Friday, September 16, 2011

Composers and Musicologists

Lots of great fodder over at Norman Lebrecht's blog today. Here is one thought-provoking post. I love the title: "Teachers who think they know better than the composer". It is one of those phrases that presells the argument with a not-so-subtle ad hominem. Mere teachers vesus great composers? Well, let's not pre-judge it, shall we?

The New England Conservatory is going to put on a performance of the first Mahler symphony including a movement that Mahler later dropped. So, as several commentors have pointed out, that should be of historical interest. However, as other commentors have pointed out, this has already been done, both performances and recordings. So, not quite so historically interesting. Plus, as Norman Lebrecht points out, they are falsely promoting this as an "American Premiere". So it is really all about the marketing.

Seems to me as if there are plenty of errors to go around here! First of all, the fact that a composer does something is no guarantee of aesthetic quality. Just among the works of Beethoven we have Wellington's Victory, Fur Elise and the variations on God Save the Queen. And musicologists, to choose a more appropriate term, are not guaranteed to make poor choices. Let a hundred flowers bloom, I say. And we are all free to come to our own conclusions about Mahler's choices and anyone else's. The one principle that should be observed is that if important alterations have been made, the audience/listener be informed.

So let me issue my own confession. I have made modifications to a significant percentage of the music I have performed in my lifetime. Often it is just a case of making technical modifications to fix an awkward or unplayable passage written by a composer who was unsure of how to write for guitar. There are certain concertos, for example, that are modified by virtually every performer. But on occasion I have not hesitated to fix an example of compositional failure. There is a particularly clumsy modulation in a piece by Faure that I changed. And I'm not even counting countless examples of obvious and not so obvious misprints.

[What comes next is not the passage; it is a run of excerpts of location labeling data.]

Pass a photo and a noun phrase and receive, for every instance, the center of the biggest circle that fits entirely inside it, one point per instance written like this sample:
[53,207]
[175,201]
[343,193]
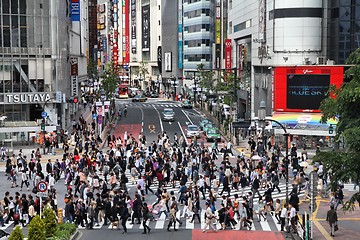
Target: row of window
[197,57]
[197,28]
[197,43]
[197,13]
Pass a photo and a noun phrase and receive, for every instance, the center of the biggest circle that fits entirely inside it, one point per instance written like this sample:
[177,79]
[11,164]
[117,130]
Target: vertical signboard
[133,26]
[262,19]
[218,35]
[168,63]
[74,76]
[126,31]
[159,57]
[228,57]
[75,10]
[145,28]
[115,35]
[180,37]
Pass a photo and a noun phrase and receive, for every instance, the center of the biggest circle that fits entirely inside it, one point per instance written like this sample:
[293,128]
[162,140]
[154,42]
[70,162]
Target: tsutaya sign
[18,98]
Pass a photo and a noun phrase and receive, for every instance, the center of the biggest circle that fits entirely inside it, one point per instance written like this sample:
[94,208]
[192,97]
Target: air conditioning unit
[320,61]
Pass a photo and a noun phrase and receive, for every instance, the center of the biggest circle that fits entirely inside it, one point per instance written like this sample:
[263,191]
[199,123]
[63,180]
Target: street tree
[344,103]
[110,80]
[16,234]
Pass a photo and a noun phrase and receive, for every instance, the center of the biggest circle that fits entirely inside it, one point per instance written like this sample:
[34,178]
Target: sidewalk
[348,222]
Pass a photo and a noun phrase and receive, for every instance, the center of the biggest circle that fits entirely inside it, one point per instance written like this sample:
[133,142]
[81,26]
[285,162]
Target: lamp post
[262,118]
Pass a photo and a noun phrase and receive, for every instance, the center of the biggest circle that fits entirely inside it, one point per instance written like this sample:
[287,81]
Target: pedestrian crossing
[153,104]
[132,184]
[161,223]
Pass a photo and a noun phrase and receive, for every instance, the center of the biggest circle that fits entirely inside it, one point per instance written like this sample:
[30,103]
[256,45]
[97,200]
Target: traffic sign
[42,194]
[42,186]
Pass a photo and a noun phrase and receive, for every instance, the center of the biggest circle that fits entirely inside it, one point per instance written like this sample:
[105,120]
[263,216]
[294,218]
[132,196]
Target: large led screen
[306,91]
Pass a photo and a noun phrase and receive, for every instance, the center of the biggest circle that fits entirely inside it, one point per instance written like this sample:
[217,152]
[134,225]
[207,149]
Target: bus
[123,90]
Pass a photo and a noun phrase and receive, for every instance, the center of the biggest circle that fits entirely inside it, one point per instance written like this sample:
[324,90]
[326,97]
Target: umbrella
[304,164]
[256,157]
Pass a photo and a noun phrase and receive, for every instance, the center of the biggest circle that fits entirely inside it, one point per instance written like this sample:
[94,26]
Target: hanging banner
[146,28]
[133,26]
[228,57]
[126,32]
[180,35]
[75,10]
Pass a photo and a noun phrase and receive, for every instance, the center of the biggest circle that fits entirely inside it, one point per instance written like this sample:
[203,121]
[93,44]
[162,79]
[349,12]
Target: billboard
[301,89]
[126,32]
[228,52]
[133,26]
[75,10]
[145,28]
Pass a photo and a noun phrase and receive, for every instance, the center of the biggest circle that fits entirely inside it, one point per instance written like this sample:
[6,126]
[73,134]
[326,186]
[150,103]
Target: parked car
[192,130]
[213,134]
[139,98]
[187,104]
[168,114]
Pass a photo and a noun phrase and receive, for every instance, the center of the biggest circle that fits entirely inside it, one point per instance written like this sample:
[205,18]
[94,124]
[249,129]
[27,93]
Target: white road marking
[161,125]
[187,117]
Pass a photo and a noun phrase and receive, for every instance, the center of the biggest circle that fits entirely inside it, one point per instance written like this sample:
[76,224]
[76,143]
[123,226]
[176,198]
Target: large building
[275,41]
[39,41]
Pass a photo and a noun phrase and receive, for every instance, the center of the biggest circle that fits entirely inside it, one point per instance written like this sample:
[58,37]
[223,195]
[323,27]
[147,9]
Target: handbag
[16,217]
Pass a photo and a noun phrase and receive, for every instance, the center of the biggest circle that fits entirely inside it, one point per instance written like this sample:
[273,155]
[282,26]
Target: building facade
[271,33]
[37,42]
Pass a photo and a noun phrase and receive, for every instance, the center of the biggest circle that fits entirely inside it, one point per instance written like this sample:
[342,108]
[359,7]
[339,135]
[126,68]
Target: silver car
[168,114]
[192,130]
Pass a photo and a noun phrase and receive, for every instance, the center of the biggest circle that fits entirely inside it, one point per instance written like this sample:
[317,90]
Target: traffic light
[76,99]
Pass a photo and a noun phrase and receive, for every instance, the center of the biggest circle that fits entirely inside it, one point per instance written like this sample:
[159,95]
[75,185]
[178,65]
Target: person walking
[146,216]
[331,218]
[209,218]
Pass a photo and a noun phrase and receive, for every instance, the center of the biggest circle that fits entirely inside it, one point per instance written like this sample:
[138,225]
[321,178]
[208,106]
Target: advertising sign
[180,35]
[126,32]
[159,57]
[168,63]
[133,26]
[228,57]
[301,89]
[306,91]
[145,28]
[75,10]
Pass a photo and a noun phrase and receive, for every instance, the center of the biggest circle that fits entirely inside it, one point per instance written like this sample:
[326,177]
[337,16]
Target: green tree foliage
[16,234]
[36,229]
[344,103]
[110,80]
[49,222]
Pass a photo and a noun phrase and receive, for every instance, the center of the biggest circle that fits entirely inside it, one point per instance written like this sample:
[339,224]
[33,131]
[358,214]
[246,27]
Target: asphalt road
[146,118]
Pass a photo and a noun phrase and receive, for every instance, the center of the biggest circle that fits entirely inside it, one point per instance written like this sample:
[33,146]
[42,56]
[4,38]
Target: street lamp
[261,119]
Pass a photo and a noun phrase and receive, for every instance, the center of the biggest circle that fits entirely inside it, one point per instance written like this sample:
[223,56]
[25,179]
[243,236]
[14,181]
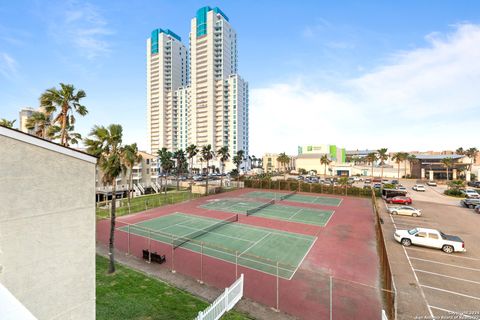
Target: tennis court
[251,247]
[295,197]
[271,210]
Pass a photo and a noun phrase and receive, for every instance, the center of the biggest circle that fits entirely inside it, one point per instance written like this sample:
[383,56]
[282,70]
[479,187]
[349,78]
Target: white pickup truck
[430,238]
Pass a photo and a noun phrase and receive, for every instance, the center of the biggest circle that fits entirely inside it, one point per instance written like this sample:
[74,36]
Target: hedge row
[289,185]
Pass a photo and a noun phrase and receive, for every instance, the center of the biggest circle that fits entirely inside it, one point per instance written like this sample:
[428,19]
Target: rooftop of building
[360,152]
[46,144]
[437,156]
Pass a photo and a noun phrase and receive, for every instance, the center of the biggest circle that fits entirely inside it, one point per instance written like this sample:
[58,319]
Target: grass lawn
[147,202]
[129,294]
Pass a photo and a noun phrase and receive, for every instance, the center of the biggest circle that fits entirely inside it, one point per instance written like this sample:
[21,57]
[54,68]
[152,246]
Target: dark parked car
[470,202]
[400,200]
[475,184]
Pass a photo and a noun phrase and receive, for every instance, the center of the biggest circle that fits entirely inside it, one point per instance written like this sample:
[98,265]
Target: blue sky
[359,74]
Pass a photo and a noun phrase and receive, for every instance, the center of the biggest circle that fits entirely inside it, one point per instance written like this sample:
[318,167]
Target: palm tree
[166,163]
[7,123]
[179,155]
[283,159]
[39,122]
[237,160]
[371,158]
[472,154]
[192,151]
[254,161]
[447,162]
[325,161]
[224,156]
[241,156]
[67,100]
[106,144]
[343,181]
[398,158]
[207,155]
[382,156]
[130,156]
[55,132]
[411,158]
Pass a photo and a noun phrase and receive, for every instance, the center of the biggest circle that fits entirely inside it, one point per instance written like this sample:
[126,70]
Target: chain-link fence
[142,203]
[289,185]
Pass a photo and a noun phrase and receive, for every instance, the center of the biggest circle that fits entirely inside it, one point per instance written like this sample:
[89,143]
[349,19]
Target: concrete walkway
[203,291]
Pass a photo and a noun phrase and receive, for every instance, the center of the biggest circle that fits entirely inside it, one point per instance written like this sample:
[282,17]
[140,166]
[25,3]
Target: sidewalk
[203,291]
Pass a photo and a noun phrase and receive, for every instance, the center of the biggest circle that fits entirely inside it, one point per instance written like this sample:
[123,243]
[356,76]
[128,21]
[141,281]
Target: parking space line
[413,271]
[444,275]
[446,264]
[418,283]
[451,292]
[441,253]
[454,312]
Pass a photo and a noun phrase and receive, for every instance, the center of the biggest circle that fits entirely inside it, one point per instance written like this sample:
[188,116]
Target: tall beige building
[167,64]
[211,105]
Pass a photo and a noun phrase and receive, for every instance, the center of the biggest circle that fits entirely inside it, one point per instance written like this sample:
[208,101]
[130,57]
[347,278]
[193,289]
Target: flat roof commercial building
[47,226]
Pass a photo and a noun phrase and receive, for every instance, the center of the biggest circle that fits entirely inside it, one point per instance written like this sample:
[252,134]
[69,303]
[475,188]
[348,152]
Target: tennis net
[288,195]
[177,242]
[253,210]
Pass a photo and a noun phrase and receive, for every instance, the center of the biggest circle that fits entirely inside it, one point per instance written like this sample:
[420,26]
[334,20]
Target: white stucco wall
[47,230]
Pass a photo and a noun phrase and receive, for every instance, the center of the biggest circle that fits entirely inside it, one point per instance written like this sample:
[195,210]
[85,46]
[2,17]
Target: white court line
[446,264]
[454,312]
[443,254]
[301,261]
[159,230]
[255,243]
[451,292]
[213,232]
[300,210]
[418,283]
[341,200]
[328,220]
[443,275]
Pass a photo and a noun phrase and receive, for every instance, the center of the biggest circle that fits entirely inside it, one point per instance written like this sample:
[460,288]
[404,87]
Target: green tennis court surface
[327,201]
[315,217]
[252,247]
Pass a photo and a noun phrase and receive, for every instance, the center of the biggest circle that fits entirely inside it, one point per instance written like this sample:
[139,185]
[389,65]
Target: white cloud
[8,66]
[81,25]
[426,98]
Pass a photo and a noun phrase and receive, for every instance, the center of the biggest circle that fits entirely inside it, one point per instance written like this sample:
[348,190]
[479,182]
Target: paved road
[429,282]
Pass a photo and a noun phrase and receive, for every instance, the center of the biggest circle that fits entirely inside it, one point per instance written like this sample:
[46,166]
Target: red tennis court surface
[339,275]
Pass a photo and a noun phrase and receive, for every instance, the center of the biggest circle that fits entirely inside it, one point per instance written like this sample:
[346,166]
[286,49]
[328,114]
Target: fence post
[236,264]
[128,239]
[278,307]
[173,255]
[149,246]
[201,263]
[331,304]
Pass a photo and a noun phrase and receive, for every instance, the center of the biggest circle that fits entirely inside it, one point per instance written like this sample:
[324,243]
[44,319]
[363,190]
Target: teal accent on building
[220,12]
[333,152]
[202,19]
[154,38]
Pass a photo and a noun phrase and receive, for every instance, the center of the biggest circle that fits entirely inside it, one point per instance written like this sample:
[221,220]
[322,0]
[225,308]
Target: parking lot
[430,283]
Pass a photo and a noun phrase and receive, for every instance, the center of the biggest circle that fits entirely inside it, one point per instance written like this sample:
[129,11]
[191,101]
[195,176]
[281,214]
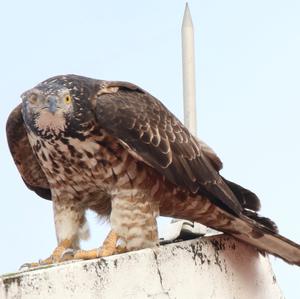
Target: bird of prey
[113,148]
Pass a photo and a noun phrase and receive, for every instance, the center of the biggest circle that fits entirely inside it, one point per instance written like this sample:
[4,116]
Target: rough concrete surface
[211,267]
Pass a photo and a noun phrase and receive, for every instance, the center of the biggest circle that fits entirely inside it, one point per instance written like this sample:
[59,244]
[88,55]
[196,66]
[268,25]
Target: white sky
[248,96]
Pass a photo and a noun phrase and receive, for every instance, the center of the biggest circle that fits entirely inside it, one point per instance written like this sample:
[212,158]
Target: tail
[259,231]
[256,234]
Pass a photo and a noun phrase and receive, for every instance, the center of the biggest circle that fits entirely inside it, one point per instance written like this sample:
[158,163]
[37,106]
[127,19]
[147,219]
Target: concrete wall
[211,267]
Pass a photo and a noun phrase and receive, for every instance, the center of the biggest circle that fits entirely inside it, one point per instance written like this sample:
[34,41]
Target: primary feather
[119,151]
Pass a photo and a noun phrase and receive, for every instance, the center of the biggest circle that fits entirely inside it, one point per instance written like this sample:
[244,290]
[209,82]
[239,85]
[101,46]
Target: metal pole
[188,71]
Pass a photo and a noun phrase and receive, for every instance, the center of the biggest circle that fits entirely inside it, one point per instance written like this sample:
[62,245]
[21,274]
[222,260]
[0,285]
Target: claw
[67,254]
[61,253]
[109,248]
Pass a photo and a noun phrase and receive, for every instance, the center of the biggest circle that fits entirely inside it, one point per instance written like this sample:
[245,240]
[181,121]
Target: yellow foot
[108,248]
[58,255]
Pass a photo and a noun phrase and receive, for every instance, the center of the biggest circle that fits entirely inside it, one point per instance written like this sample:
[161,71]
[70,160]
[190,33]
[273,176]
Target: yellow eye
[68,99]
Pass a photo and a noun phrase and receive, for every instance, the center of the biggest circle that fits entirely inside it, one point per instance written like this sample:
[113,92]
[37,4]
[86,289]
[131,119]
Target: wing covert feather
[161,141]
[23,156]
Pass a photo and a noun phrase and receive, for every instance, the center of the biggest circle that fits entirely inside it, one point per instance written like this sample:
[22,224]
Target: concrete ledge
[211,267]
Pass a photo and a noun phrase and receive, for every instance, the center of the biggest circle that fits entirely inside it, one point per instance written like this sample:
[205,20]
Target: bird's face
[54,105]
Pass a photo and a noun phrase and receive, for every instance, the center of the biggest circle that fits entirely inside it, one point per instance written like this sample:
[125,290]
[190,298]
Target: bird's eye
[68,99]
[33,98]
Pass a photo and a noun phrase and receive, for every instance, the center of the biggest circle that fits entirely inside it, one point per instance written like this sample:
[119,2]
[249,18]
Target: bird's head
[57,105]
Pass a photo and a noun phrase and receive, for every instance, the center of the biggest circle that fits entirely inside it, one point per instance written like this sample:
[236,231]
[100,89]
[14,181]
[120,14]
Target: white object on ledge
[210,267]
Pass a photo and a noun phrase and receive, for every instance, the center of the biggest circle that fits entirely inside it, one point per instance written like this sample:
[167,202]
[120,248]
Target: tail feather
[266,240]
[247,199]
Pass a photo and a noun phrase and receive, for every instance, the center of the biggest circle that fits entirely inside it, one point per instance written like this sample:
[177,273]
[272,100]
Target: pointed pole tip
[187,18]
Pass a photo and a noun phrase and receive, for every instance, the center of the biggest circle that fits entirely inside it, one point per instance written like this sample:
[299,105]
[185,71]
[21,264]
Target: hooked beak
[52,104]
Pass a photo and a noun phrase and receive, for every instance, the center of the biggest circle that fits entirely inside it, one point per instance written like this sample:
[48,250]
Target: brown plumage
[113,148]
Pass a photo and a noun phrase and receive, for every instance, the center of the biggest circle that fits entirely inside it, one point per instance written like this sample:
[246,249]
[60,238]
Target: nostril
[33,98]
[52,102]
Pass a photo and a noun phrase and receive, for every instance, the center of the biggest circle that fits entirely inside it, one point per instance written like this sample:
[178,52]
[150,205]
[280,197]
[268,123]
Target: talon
[109,248]
[67,254]
[60,254]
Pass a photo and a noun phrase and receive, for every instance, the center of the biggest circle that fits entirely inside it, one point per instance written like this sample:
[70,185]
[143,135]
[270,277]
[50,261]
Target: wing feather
[149,129]
[24,158]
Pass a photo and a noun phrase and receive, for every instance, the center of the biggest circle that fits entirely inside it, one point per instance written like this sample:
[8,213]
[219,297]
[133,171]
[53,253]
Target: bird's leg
[108,248]
[133,218]
[70,225]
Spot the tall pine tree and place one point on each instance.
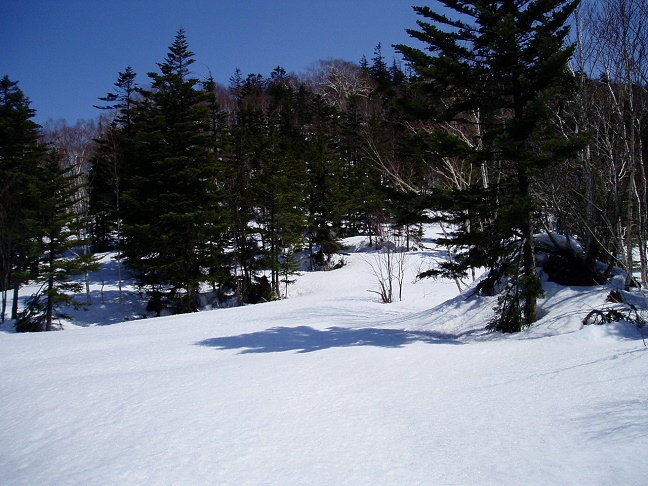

Let me offer one example where a little musicology would be a real benefit to performers. In the violin concerto by Alban Berg there is a passage, several bars long, where the engraver mistook the clef or something and placed the notes a fourth away from where they should have been. Given the complexity of Berg's harmonic language, it escaped notice and violinists have been playing these wrong notes for decades. Even Anne-Sofie Mutter does this. But a little research would reveal that a musicologist discovered this misprint quite some time ago. Another example: there are some wrong notes in the Villa-Lobos etudes for guitar that 'teacher' Abel Carlevaro discovered from studying the original manuscript. Quite useful to know, wouldn't you think?

But in the absence of clear evidence such as that, what guides me? Briefly, understanding the music. If you really do have a depth of musical knowledge, that will shape your taste. It should help you to make choices that can improve the performance. I have no idea if the New England Conservatory has made a good choice here, but I don't think we can say beforehand if they have or have not.

Let a hundred flowers bloom. Then pick the good ones.


Anonymous said...

Bach used to touch up his old work all the time. In fact it was part of a musician's training to take older scores by other musicians and edit/arrange them. Bach did that with virtually every published composer in Europe (his personal library was huge) and that's why he was such a master of all musical traditions, from Italian opera to French keyboard and dance music to Dutch organ music. Great poets often used to hone their skills by translating foreign language poetry, which when you think about it is a very challenging literary endeavor. All wonderful practices.

Bryan Townsend said...

Yes! Bach is rather a special case: I cannot think of another composer who studied so thoroughly the works, not only of his contemporaries and immediate predecessors, but also music going back a hundred years. This is what enabled his project of truly summarizing the Baroque by synthesizing French dance and ornaments, Italian crisp harmonies and German contrapuntal complexity.

Learnedness is rather less admired by contemporary composers.